Holding up the precedent set by Glue two of the strongest entries (both debut features, no less) at this year’s Frameline, Santiago Otheguy’s La Leon and Lucia Puenzo’s XXY are unsurprisingly Argentine. Both films cover new terrain not previously mapped out by new Argentine cinema’s queerer entries. Veronica Chen’s Vagon Fumador (2001) and the heavily-Chen influenced Ronda Nocturna (2006), by France-based Argie expat Edgardo Cozarinsky, focused on midnight cowboys navigating the depressed concrete arteries of Buenos Aries. La Leon and XXY leave the capital and its troubled hustlers behind and head for the countryside, turning their attention towards the fallout from the weakening Latin American nuclear family and their character’s rocky navigation of their liminal sexualities.

Set amidst the shanty communities that dot the verdant canals and reed marshes of Argentina’s Parana River, La Leon is both a somnambulant study of simmering desire and a verite-style portrait of its local setting. Seemingly drawn in chiaroscuro charcoals, Otheguy’s film follows the geographically and sexually isolated Alvaro (Jorge Ramon, whose eyes flit between glowering stoicism and deep kindness), whose fascination with his village’s garrulous and crude tugboat captain El Turu (Daneil Valenzuela) leads both men to a painful impasse.

As with the foliage-dense films of Apichatpong Weerasethakul, only the surrounding jungle bears witness as much as we do to the cautious testing of desires and muted wrongs that inevitably follow. Alvaro, like his neighbors, is as tied to the land as he is to his aging father as he is to the stultifying masculinity that compels El Turu to act like such a blowhard. Otheguy’s film is suffused with a strange beauty and fatalism, with many of his shots of whistling reeds weirdly summoning the more atmospheric moments from Jacques Tourneur’s I Walked With a Zombie (1943).

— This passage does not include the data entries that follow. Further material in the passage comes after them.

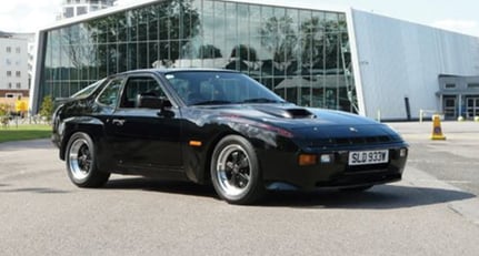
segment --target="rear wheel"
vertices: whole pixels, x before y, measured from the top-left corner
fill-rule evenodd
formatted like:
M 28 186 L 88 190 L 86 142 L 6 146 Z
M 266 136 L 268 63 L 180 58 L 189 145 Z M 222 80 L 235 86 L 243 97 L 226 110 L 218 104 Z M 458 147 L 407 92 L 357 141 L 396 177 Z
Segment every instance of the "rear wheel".
M 265 194 L 258 157 L 248 140 L 228 135 L 217 144 L 211 181 L 217 194 L 231 204 L 251 204 Z
M 79 187 L 100 187 L 110 173 L 97 168 L 94 143 L 87 133 L 74 133 L 67 145 L 67 172 L 70 181 Z

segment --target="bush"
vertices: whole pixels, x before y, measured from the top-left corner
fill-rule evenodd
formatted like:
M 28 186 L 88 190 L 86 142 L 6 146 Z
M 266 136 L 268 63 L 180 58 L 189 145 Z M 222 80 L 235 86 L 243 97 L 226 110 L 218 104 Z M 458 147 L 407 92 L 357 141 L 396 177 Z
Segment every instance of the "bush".
M 40 106 L 40 115 L 44 117 L 48 122 L 51 121 L 51 115 L 53 114 L 53 99 L 51 95 L 43 98 Z

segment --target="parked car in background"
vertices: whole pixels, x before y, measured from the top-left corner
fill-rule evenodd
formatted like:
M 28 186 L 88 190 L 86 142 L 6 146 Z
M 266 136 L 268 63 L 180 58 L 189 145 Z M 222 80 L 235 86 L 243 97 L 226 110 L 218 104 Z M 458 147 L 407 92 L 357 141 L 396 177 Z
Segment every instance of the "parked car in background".
M 80 187 L 110 173 L 211 183 L 251 204 L 267 190 L 367 190 L 401 178 L 408 145 L 389 126 L 288 103 L 227 70 L 137 70 L 108 76 L 53 114 L 53 143 Z

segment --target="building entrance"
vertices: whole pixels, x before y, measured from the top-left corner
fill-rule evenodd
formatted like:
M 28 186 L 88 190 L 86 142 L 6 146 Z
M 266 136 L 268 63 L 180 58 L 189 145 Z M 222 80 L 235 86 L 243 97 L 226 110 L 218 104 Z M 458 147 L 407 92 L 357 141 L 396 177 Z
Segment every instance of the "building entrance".
M 479 96 L 466 98 L 466 115 L 473 117 L 479 115 Z
M 458 116 L 458 99 L 457 96 L 446 96 L 443 99 L 442 110 L 445 119 L 456 119 Z

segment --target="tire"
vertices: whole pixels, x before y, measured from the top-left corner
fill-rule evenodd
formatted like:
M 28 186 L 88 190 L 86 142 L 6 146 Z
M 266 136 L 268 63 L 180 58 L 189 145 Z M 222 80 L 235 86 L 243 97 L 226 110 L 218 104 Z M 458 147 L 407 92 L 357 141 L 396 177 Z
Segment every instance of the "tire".
M 252 204 L 265 195 L 257 154 L 242 136 L 228 135 L 216 145 L 210 171 L 214 191 L 230 204 Z
M 94 143 L 87 133 L 78 132 L 70 137 L 66 162 L 70 181 L 79 187 L 100 187 L 110 177 L 110 173 L 98 171 Z

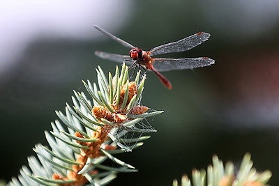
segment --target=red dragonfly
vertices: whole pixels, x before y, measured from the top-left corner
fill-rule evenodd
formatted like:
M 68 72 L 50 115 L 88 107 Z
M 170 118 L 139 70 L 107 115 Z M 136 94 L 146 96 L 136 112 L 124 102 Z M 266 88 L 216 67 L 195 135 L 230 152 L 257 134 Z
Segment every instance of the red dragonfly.
M 95 54 L 98 56 L 113 61 L 133 62 L 131 67 L 139 65 L 144 69 L 153 71 L 159 78 L 161 82 L 169 89 L 172 88 L 170 82 L 159 71 L 168 71 L 172 70 L 193 69 L 197 67 L 204 67 L 214 63 L 214 60 L 207 57 L 197 58 L 183 58 L 183 59 L 166 59 L 166 58 L 152 58 L 152 56 L 183 52 L 190 49 L 206 41 L 210 34 L 206 32 L 199 32 L 185 38 L 180 40 L 165 44 L 151 50 L 146 52 L 140 48 L 135 47 L 131 44 L 117 38 L 104 29 L 94 26 L 95 29 L 114 40 L 122 45 L 131 49 L 128 56 L 120 55 L 104 52 L 96 51 Z

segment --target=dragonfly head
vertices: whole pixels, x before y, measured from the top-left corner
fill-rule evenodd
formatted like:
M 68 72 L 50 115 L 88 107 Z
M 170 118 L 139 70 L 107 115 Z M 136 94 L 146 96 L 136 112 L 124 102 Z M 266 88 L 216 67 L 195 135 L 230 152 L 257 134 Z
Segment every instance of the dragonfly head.
M 133 60 L 137 60 L 142 57 L 142 50 L 138 48 L 134 48 L 130 50 L 129 56 Z

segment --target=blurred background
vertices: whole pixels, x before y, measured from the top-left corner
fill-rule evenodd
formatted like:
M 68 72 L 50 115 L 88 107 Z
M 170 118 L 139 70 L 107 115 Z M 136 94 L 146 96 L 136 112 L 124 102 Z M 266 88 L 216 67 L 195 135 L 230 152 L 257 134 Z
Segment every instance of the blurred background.
M 144 146 L 117 156 L 140 170 L 110 185 L 172 185 L 216 154 L 239 164 L 252 154 L 259 171 L 279 183 L 279 1 L 8 1 L 0 2 L 1 179 L 17 176 L 54 110 L 71 103 L 81 80 L 114 63 L 94 51 L 128 49 L 94 29 L 97 24 L 145 50 L 199 31 L 211 34 L 190 51 L 163 56 L 204 56 L 216 64 L 163 72 L 165 88 L 148 72 L 142 104 L 165 110 Z

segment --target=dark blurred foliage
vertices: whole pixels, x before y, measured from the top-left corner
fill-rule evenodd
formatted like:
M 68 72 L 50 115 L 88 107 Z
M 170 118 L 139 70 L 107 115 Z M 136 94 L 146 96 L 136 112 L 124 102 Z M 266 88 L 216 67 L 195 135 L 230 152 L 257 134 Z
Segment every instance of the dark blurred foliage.
M 237 164 L 246 152 L 257 170 L 272 171 L 271 185 L 279 182 L 279 17 L 250 1 L 135 1 L 117 36 L 149 50 L 206 31 L 205 43 L 167 56 L 207 56 L 216 64 L 163 73 L 171 91 L 148 72 L 142 104 L 165 112 L 149 121 L 158 132 L 144 146 L 117 156 L 140 171 L 120 173 L 110 185 L 172 185 L 206 168 L 214 154 Z M 43 131 L 57 118 L 54 110 L 71 102 L 73 89 L 84 90 L 81 79 L 94 82 L 97 65 L 114 70 L 116 63 L 98 59 L 96 50 L 128 51 L 108 39 L 36 40 L 6 72 L 0 82 L 1 178 L 16 176 L 32 147 L 46 144 Z

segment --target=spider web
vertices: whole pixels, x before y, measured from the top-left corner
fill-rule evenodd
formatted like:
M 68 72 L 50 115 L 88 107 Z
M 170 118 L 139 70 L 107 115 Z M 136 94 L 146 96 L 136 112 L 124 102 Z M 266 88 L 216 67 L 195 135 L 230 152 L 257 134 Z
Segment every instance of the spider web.
M 144 133 L 156 132 L 146 118 L 133 124 L 122 123 L 108 133 L 112 141 L 126 151 L 132 151 Z

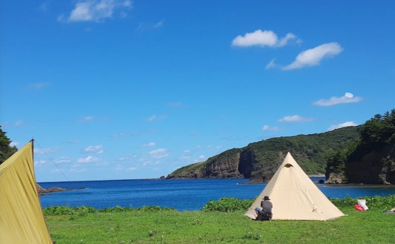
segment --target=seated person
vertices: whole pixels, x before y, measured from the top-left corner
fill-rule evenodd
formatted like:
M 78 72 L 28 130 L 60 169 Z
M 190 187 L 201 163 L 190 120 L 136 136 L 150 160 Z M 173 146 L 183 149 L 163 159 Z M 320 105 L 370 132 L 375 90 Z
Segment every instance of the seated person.
M 273 208 L 273 204 L 269 201 L 270 199 L 269 199 L 268 196 L 265 196 L 263 199 L 263 200 L 261 202 L 262 210 L 259 208 L 255 208 L 255 211 L 258 215 L 256 220 L 270 220 L 272 217 L 273 217 L 273 214 L 271 213 L 271 209 Z

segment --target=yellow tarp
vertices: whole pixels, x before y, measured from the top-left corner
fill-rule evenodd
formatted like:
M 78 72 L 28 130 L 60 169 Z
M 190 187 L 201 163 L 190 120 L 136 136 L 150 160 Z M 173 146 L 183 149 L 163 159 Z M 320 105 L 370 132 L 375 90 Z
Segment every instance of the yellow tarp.
M 52 243 L 35 187 L 33 142 L 0 165 L 0 243 Z

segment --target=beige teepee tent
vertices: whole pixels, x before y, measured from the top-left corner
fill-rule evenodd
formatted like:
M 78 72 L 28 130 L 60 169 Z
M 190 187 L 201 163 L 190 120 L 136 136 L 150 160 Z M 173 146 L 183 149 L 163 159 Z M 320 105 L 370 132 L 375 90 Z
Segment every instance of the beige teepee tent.
M 33 141 L 0 165 L 0 243 L 52 243 L 33 169 Z
M 328 220 L 344 215 L 332 204 L 288 153 L 273 178 L 246 213 L 256 218 L 255 208 L 264 196 L 273 204 L 273 220 Z

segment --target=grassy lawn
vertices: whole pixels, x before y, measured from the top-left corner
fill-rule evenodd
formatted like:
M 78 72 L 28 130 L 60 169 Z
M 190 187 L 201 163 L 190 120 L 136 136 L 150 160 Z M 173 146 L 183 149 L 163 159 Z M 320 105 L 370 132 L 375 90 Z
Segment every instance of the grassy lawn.
M 395 243 L 395 215 L 341 210 L 326 222 L 253 221 L 244 211 L 93 213 L 47 216 L 57 244 L 76 243 Z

On the other end of the class spectrum, but no less moody and rife with gender trouble, is the adolescent drama and Frameline Centerpiece feature XXY. Like Glue, Puenzo’s film is a thoughtful and refreshingly blunt look at teen sexuality and the familial forces that seek to normalize and regulate it. And as with Glue, XXY‘s success largely rides on Ines Efron’s truly fearless performance (Efron played Andrea in Dos Santos’ film). Efron plays Alex, an intersex teenager born with both male and female sex organs, whose well-meaning but fearful parents have fled Argentina to guardedly raise her on the remote Uruguayan coast.

Though the tomboyish Alex has been brought up as a girl, the hormonal tug of adolescence has made her more sexually precocious and her parents soon come to realize that as the specter of adulthood looms, Alex will have to make a choice about which gender she will live as for the rest of her life. It’s a choice Alex fights having to make (or even acknowledge), and her confusion and anxiety only become exacerbated when she falls for the gawky son of a visiting plastic surgeon, who is just as unsure about his burgeoning sexual identity.

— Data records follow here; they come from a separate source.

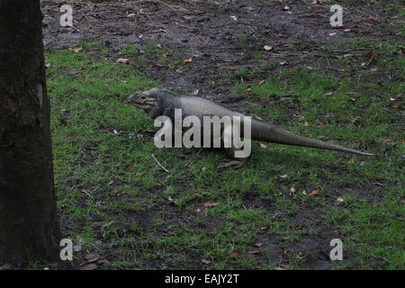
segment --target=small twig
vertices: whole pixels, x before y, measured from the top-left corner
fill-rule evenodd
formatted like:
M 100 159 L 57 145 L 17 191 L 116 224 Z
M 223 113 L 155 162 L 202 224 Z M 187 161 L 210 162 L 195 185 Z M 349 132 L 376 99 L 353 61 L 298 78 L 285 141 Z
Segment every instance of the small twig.
M 155 155 L 153 155 L 153 154 L 150 154 L 150 155 L 152 156 L 152 158 L 156 161 L 156 163 L 158 163 L 158 165 L 163 170 L 165 170 L 165 171 L 167 172 L 167 173 L 170 173 L 169 170 L 167 170 L 166 168 L 165 168 L 165 167 L 160 164 L 160 162 L 156 158 Z

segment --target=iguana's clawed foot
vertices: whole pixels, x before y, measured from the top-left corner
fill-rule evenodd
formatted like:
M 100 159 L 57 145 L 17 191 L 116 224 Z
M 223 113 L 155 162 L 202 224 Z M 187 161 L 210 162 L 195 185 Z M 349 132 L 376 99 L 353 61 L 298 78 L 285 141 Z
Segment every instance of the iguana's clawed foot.
M 225 167 L 231 166 L 235 166 L 235 168 L 238 168 L 241 166 L 243 166 L 245 163 L 246 163 L 245 159 L 244 160 L 233 159 L 233 160 L 230 160 L 229 162 L 220 163 L 219 166 L 217 166 L 217 168 L 218 169 L 223 169 Z

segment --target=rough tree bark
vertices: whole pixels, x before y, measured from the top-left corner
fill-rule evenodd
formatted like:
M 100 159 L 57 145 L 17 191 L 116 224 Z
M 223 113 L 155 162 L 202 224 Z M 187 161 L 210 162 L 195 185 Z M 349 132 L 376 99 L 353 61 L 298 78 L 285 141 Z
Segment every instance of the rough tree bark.
M 56 214 L 40 0 L 0 0 L 0 261 L 54 259 Z

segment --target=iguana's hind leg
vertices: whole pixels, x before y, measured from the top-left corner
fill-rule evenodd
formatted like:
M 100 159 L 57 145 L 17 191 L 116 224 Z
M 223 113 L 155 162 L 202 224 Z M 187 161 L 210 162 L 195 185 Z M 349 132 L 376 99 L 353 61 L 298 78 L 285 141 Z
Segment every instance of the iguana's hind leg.
M 220 163 L 220 165 L 218 165 L 217 166 L 218 169 L 222 169 L 231 166 L 235 167 L 240 167 L 241 166 L 245 165 L 246 160 L 248 160 L 248 158 L 234 158 L 235 155 L 234 148 L 226 148 L 226 152 L 231 159 L 228 162 Z
M 238 130 L 236 130 L 234 132 L 238 132 Z M 230 160 L 229 162 L 220 163 L 217 166 L 218 169 L 225 168 L 231 166 L 239 167 L 246 163 L 247 159 L 249 157 L 249 155 L 248 155 L 245 150 L 241 149 L 240 148 L 235 145 L 234 139 L 231 137 L 231 135 L 232 135 L 232 127 L 231 126 L 225 127 L 222 131 L 222 141 L 224 141 L 225 151 L 231 160 Z M 227 147 L 227 145 L 225 144 L 225 139 L 227 137 L 229 141 L 228 143 L 230 144 L 230 147 Z M 236 155 L 238 156 L 236 157 Z

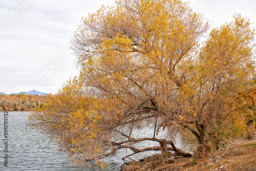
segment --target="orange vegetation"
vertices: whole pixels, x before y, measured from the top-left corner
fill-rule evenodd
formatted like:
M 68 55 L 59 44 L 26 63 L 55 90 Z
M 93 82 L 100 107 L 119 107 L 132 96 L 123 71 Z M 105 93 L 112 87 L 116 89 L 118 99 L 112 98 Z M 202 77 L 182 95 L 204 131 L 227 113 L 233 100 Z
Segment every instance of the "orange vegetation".
M 0 110 L 31 110 L 42 105 L 48 98 L 48 96 L 1 95 Z

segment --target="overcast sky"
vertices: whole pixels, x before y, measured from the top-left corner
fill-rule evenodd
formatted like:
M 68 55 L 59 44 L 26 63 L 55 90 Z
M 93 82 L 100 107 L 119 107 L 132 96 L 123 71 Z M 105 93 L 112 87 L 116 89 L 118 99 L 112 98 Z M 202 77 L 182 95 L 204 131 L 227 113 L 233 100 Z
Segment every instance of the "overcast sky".
M 68 43 L 82 17 L 114 0 L 0 0 L 0 92 L 56 93 L 77 75 Z M 256 24 L 255 0 L 191 0 L 214 28 L 234 12 Z M 256 27 L 255 24 L 252 25 Z

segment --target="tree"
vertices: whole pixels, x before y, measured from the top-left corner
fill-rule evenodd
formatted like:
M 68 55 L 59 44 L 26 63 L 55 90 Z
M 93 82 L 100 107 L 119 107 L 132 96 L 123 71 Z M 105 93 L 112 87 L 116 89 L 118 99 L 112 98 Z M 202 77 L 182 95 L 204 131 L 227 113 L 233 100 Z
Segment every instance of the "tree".
M 199 155 L 207 152 L 230 122 L 236 95 L 252 87 L 254 30 L 241 15 L 234 18 L 200 47 L 208 22 L 187 3 L 120 0 L 103 6 L 82 19 L 71 42 L 80 76 L 31 115 L 31 125 L 86 160 L 120 148 L 133 155 L 160 151 L 165 163 L 172 155 L 191 156 L 168 138 L 177 129 L 196 137 Z M 152 137 L 133 137 L 147 125 L 154 129 Z M 165 138 L 156 138 L 165 128 Z M 160 146 L 135 147 L 145 140 Z

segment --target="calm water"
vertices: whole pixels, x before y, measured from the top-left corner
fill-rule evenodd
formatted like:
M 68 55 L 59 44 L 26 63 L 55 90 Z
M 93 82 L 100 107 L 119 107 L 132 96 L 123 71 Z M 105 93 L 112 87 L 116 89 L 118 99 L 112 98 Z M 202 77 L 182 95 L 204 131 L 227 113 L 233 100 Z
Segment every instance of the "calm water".
M 49 143 L 49 139 L 37 131 L 26 131 L 26 121 L 30 112 L 8 112 L 8 167 L 5 167 L 4 162 L 5 139 L 4 136 L 4 112 L 0 112 L 0 170 L 100 170 L 98 166 L 93 164 L 91 167 L 87 164 L 83 166 L 77 166 L 72 163 L 66 154 L 57 153 L 57 146 L 52 143 Z M 146 137 L 152 135 L 152 131 L 143 130 L 137 136 Z M 158 138 L 162 135 L 159 135 Z M 176 146 L 189 152 L 194 145 L 188 143 L 176 142 Z M 158 145 L 157 143 L 145 141 L 138 144 L 137 147 Z M 117 156 L 112 156 L 106 160 L 109 164 L 105 170 L 118 170 L 123 160 L 120 159 L 131 152 L 129 150 L 119 151 Z M 155 154 L 155 152 L 152 152 Z M 146 156 L 148 153 L 141 154 Z M 136 159 L 138 156 L 134 156 Z

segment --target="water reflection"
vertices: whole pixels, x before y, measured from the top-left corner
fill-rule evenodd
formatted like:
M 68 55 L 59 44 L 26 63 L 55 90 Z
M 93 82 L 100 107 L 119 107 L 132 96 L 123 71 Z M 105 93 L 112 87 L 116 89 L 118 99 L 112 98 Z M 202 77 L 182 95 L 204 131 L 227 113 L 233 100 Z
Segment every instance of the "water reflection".
M 0 119 L 4 120 L 4 112 L 1 112 Z M 2 161 L 0 170 L 100 170 L 100 167 L 91 162 L 91 167 L 88 163 L 83 166 L 77 166 L 72 162 L 67 155 L 57 153 L 57 146 L 48 143 L 49 139 L 42 135 L 39 131 L 36 130 L 26 131 L 26 121 L 30 112 L 10 111 L 8 112 L 8 167 L 4 166 L 4 133 L 3 124 L 0 129 L 2 142 L 0 145 Z M 3 122 L 2 121 L 2 123 Z M 138 133 L 139 137 L 146 137 L 152 135 L 152 131 L 143 130 Z M 161 135 L 158 135 L 161 138 Z M 150 141 L 138 143 L 136 147 L 157 146 L 158 143 Z M 176 143 L 177 147 L 189 151 L 193 144 L 186 142 Z M 111 156 L 105 160 L 109 164 L 106 166 L 105 170 L 118 170 L 123 163 L 121 158 L 131 153 L 129 149 L 120 149 L 114 156 Z M 155 152 L 142 153 L 142 156 L 147 156 L 150 154 L 156 154 Z M 140 156 L 141 157 L 141 156 Z M 137 159 L 138 156 L 133 156 L 133 159 Z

Though Puenzo’s film strays into dangerous Freudian literalism in a few instances, thanks to the strength of its performances XXY largely shows rather than tells. As we find out, Alex’s craggy coastal stomping grounds hold as much pain and potential freedom as the verdant riverbanks of La Leon. What is perhaps most heartening is that both XXY and La Leon are slated for theatrical distribution— a reversal of the lackluster track record many recent Argentine films have had in attracting distributors.

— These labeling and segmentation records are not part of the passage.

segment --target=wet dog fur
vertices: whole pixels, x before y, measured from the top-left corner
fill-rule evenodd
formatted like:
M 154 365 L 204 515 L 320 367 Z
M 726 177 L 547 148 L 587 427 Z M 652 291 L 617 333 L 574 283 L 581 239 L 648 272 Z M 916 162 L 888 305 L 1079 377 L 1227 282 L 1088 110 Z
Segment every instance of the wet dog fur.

Of course, there are many other queer-tinted Argentine films that have yet to start making the festival rounds, let alone land a distribution deal (my good Argentine friend recently sung the praises of Diego Lerman’s Mientras tanto [2006] and Tan de repente [2002], as well as Gonzalez Castro’s Resfriada [2008]). But so long as Dos Santos, Otheguy and Puenzo move forward in the promising directions indicated by the strength of their debuts, and more established filmmakers such as Cheng and Lucretia Martel continue to raise the bar, "new Argentine cinema" should still retain its usefulness as a critic’s watchword rather than as a belated index of a passed moment in time.